If the experts can’t make up their minds about this research and the issues involved, it is quite likely that the general public won’t know what to do with it either. This is especially true for a general public still reeling from the effects of the now receding low-carb mania of the last few years, which of course replaced the low-fat mania of the decade before.
However, it would be wrong to claim that this study constitutes a complete waste of our $415 million hard-earned dollars. In fact there are a number of important lessons to be learned from this research including the following:
1.No matter what health-related research claims, if there is any wiggle room at all (and there usually is quite a bit when dealing with human beings) scientistswill put their spins and biases on it in an effort to support what they believe to be true. This is not necessarily a bad thing but it is something that people often forget in trying to decide what the findings really mean.

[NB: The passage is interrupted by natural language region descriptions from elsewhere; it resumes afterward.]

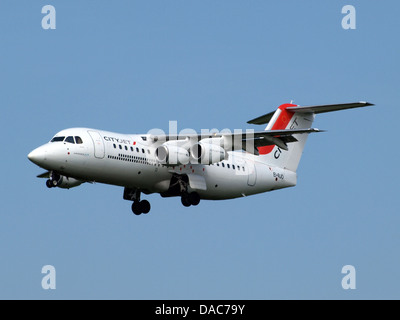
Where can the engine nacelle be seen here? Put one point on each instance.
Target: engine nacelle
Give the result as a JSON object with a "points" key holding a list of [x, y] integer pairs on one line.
{"points": [[208, 153], [66, 182], [172, 155]]}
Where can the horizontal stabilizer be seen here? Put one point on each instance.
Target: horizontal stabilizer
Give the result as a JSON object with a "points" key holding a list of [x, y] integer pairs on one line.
{"points": [[312, 109], [329, 107]]}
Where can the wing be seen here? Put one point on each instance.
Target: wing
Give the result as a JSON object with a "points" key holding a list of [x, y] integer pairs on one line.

2.When it comes to the causes of complex, multifactorial diseases like all of those examined by this research, we know much less than we think we do about why certain people get them while others don’t. While nutrition may play a role, it is only one of many, many potential contributing factors.
3.When it comes specifically to the links between nutrition and disease, we know even less, again because of how complex the relationships are and how many different factors are involved. Add to this the tremendous variability in individual response to various dietary components and you have a level of complexity that is not describedwell using 30-second MTV-like sound bytes.
4.Critics complaints that the diet group did not lower their fat content enough to make a real difference may or may not be true (that, of course would take another $415 million to know for sure). Other researchers pointed out however, that, perhaps the lesson to be learned is that people are not willing to make more drastic changes. Interestingly some research suggests that going to the degree of very low fat diet that was prescribed might actually be helpful for only some people and actually harmful for others. (research done by Dr. Ronald Krauss, American Heart Association head of nutrition back in the late nineties)
So, after all is said and done, whether you believe the results of this study or not, what are we left with in terms of recommendations for what to eat to support our health? Perhaps it might be good to acknowledge that, along with the understanding of the difficulty of trying to single out individual contributing factors to complex, multifactorial diseases, the study of nutrition as a major cause of, or protection from, disease is in its infancy. As with other types of human research, too often intuition and observation get substituted for good science with potentially hazardous consequences.
Over the years, nutrition recommendations in the United Stateshave changed dramatically from a focus on the minimal nutrition required for good health to an ever more prescriptive focus on disease and obesity prevention. The problem is, of course, that the specific recommendations related to “healthy eating” have not been static, tending to change with the prevailing scientific and cultural winds. The result is a population that is anxious about food and confused about what they should and shouldn’t be eating for their health.
With all the rapidly expanding research supporting the powerful impact that our emotions have on our health, existing in an ongoing state of apprehension and confusion over everything we eat is not likely to be health promoting. Perhaps a return to the basics is the answer. This would involve eating a wide variety of foods and paying more attention to our hunger and fullness and less attention (not to mention money) to others telling us what we should be eating. Over and above that it might also be helpful to heed the words of Dr. Robert Ornstein and Dr. David Sobel in their landmark book Healthy Pleasures when they say:
“The important point is that worrying too much about anything – be it calories, salt, cancer, or cholesterol – is bad for you, and that living optimistically, with pleasure, zest, and commitment, is good. Medical terrorism shouldn’t attack life’s pleasures.”